So, die letzte alte Geschichte aus meinem Fundus. Entstanden aufgrund eines „Anne-Weihnachten"-Prompts, aber da mir in der Zeit nicht sehr weihnachtlich war, ist es auch die Geschichte nicht geworden. Ich mag sie aber trotzdem.

Disclaimer:
In meinem Profil.

Summary:
Sie sagen immer, Weihnachten sei das Fest der Liebe. Es scheint ihm richtig, dass er sein Weihnachten mit denen verbringen sollte, die er geliebt hat – oder immer noch liebt?

Was bleibt…

Es war nur ein grauer Schleier.

Ein grauer Schleier, flatterhaft und so leicht, dass es schien, als würde man ihn mit einer einzigen Handbewegung zur Seite wischen können. Aber man konnte es nicht. Er hatte es weiß Gott oft genug versucht.

Denn dieser Schleier, der ihn von der fröhlichen Gesellschaft trennte, in deren Mitte er sich befand, obwohl ungesehen, unbemerkt, dieser Schleier war kein Stück Stoff, das man anfassen und bewegen konnte.

Es war der Schleier, der die Toten von den Lebenden trennte, seit je her und bis in alle Ewigkeit, unerbittlich, unüberwindbar.

Bei ihm war es eine Granate gewesen. Eine Granate, die ihn zerfetzt hatte, dann Schmerzen, Schmerzen, Stimmen, wieder Schmerzen und irgendwann geheiligte Stille.

Er hatte gebraucht, um zu begreifen, dass er tot war. Hatte gebraucht, um zu verstehen, warum die Menschen um ihn herum plötzlich grau und schemenhaft waren, warum sie ihn nicht ansahen, wenn er sprach und warum er niemanden berühren konnte.

Das war nun über drei Jahre her und es war sein viertes Weihnachten hinter dem Schleier, aber das erste, an dem er sich gewagt hatte, zurückzukehren, an den Ort seiner Kindheit. Das erste Weihnachten in Ingleside, seit er tot war.

Sie hatten seinen Platz am Tisch mit gedeckt und er fühlte ein merkwürdiges Gefühl, als er es bemerkte. Weniger Freude als Erleichterung. Erleichterung, dass er nicht vergessen war.
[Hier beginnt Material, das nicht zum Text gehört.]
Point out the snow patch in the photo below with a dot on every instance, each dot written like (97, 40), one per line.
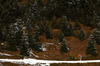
(44, 62)
(4, 54)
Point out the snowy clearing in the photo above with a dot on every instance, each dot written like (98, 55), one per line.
(4, 54)
(44, 62)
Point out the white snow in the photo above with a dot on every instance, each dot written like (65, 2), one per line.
(44, 62)
(4, 54)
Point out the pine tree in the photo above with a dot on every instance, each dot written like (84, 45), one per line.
(91, 48)
(82, 34)
(77, 26)
(61, 37)
(33, 43)
(97, 36)
(11, 38)
(24, 50)
(64, 47)
(49, 34)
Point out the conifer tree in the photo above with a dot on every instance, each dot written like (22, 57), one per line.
(61, 37)
(82, 34)
(97, 36)
(49, 34)
(64, 47)
(77, 26)
(24, 50)
(11, 38)
(33, 43)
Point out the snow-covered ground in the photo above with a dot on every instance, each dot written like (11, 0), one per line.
(44, 62)
(4, 54)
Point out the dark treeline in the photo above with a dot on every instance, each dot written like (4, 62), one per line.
(19, 18)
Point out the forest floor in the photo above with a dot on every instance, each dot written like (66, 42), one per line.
(53, 52)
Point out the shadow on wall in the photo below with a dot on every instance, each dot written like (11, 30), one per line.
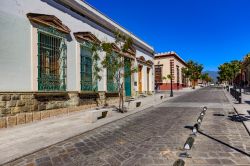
(78, 16)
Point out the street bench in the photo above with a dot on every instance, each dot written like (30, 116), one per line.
(94, 115)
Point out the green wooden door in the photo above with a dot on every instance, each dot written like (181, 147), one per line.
(127, 69)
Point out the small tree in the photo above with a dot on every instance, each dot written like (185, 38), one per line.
(114, 63)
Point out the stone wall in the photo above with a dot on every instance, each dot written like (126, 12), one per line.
(21, 108)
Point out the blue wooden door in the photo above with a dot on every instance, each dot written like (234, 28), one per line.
(127, 69)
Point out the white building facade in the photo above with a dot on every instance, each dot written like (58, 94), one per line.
(44, 50)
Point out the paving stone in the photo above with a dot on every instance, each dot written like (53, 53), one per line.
(155, 137)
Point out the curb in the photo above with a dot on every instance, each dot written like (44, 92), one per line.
(237, 112)
(129, 113)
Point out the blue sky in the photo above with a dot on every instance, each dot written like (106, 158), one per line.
(210, 32)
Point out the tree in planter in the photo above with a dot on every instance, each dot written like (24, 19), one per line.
(229, 71)
(95, 67)
(114, 63)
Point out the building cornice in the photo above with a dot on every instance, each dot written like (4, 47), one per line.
(92, 13)
(170, 54)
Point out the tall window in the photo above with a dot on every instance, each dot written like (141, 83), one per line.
(178, 73)
(87, 83)
(112, 77)
(51, 62)
(158, 73)
(172, 68)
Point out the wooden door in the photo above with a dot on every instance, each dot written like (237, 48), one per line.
(140, 79)
(148, 70)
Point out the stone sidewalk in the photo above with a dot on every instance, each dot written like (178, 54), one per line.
(26, 139)
(243, 109)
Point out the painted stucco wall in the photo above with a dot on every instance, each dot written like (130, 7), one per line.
(18, 65)
(15, 50)
(165, 62)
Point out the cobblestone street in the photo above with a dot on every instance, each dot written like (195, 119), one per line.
(156, 136)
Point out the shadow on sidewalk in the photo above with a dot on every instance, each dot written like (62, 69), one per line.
(239, 118)
(236, 149)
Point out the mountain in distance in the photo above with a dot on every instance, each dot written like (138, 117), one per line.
(212, 74)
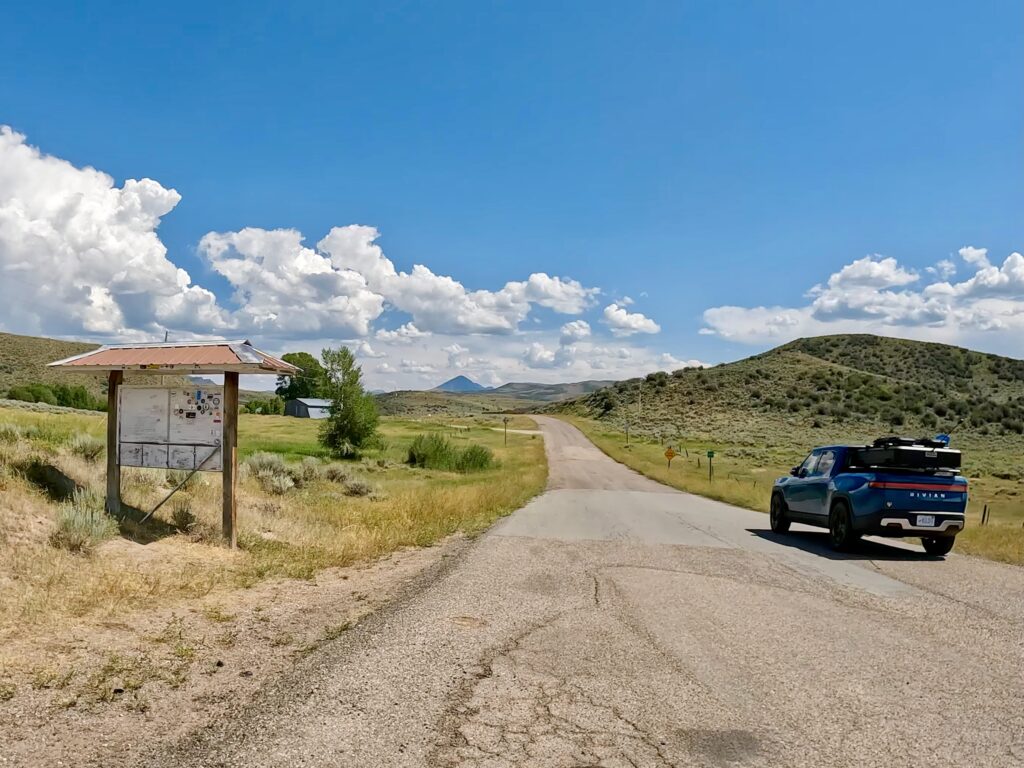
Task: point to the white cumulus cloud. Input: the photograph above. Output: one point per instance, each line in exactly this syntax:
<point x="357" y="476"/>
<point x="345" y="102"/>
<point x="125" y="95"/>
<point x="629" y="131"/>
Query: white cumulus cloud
<point x="873" y="295"/>
<point x="624" y="323"/>
<point x="86" y="252"/>
<point x="574" y="331"/>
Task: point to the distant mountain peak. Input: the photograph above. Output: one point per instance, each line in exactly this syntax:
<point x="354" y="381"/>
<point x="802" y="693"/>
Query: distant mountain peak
<point x="460" y="384"/>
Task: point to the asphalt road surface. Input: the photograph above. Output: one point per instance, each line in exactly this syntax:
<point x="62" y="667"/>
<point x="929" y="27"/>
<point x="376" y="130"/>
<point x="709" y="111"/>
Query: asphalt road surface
<point x="613" y="622"/>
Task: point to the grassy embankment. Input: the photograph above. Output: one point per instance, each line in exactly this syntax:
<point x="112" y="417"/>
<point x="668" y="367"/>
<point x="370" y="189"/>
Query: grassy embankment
<point x="356" y="512"/>
<point x="744" y="472"/>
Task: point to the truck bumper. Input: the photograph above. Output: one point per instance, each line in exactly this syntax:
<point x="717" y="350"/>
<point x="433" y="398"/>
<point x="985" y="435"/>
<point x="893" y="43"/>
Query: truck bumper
<point x="890" y="522"/>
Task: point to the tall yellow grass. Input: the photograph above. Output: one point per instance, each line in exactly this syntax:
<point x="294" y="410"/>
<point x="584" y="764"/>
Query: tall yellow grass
<point x="295" y="535"/>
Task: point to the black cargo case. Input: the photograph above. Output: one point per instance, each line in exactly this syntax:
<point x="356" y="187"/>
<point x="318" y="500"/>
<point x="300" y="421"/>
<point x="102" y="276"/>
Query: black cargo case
<point x="903" y="453"/>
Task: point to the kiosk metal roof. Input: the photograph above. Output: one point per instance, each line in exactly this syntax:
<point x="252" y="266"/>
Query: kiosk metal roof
<point x="180" y="357"/>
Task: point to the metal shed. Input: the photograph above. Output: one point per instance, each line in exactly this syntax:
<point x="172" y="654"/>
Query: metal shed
<point x="308" y="408"/>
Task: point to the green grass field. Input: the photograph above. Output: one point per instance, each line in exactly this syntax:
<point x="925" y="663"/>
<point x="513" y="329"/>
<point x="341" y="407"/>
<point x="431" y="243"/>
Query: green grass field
<point x="316" y="524"/>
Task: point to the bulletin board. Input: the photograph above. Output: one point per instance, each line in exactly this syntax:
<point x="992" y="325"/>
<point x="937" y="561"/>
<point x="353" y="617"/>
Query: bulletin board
<point x="171" y="427"/>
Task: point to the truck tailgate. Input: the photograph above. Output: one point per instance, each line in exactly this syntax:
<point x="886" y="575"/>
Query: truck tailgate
<point x="922" y="493"/>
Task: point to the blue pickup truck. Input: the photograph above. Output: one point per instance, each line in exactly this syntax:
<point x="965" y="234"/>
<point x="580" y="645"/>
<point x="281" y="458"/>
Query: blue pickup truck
<point x="896" y="486"/>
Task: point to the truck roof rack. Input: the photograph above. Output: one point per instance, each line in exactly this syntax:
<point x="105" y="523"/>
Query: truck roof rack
<point x="894" y="440"/>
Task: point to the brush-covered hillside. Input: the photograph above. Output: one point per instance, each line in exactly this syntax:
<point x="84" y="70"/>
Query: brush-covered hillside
<point x="24" y="360"/>
<point x="832" y="383"/>
<point x="549" y="392"/>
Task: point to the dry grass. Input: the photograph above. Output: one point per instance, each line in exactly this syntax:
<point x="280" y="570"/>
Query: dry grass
<point x="177" y="556"/>
<point x="743" y="476"/>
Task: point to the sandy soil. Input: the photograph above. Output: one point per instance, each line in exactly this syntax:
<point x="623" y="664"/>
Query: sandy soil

Jetzt beobachtete er die Menschen um sich herum, die so nah und doch so unerreichbar fern schienen. Beobachtete, wie sie lachten und redeten und aßen und sangen und wünschte sich nichts mehr, als bei ihnen sein zu können.

Er sah seine Eltern und für einen Moment erschrak es ihn wieder mal, wie alt sie aussahen. Die Haare seines Vaters waren mehr grau als braun und seine Mutter, die ihm immer mehr wie ein Mädchen erschienen war als jedes andere, wirklich kleine Mädchen in Glen, wirkte merkwürdig erwachsen.

Man hatte ihnen gesagt, dass er schnell und schmerzlos von einem Schuss getroffen worden war, dass wusste er. Manchmal fragte er sich, ob sie die Wahrheit erraten hatten – dass er erst nach tagelangen Qualen endlich vom Tod erlöst worden war.

Jem wusste natürlich, dass die angegebene Todesursache eine reine Lüge war, aber selbst sein impulsiver, oft taktloser Bruder hatte im Krieg gelernt, wann es besser war, zu schweigen und schweigen tat er. Schwieg über so viele Dinge, wie alle Soldaten es taten und er es auch getan hätte.

Jetzt gerade redete Jem jedoch, erzählte irgendeine amüsante Geschichte, mal wieder der Mittelpunkt des Geschehens, saß näher neben Faith als es sich gehörte und streifte hin und wieder ihren Arm mit seiner Hand oder ihr Bein mit seinem Knie.

Irgendetwas an diesem Bild ließ eine alte Wunde wieder aufreißen, die er langst verheilt gewähnt hatte und bewies mal wieder, dass Gefühle selbst den Tod überdauerten. Gewisse Gefühle zumindest.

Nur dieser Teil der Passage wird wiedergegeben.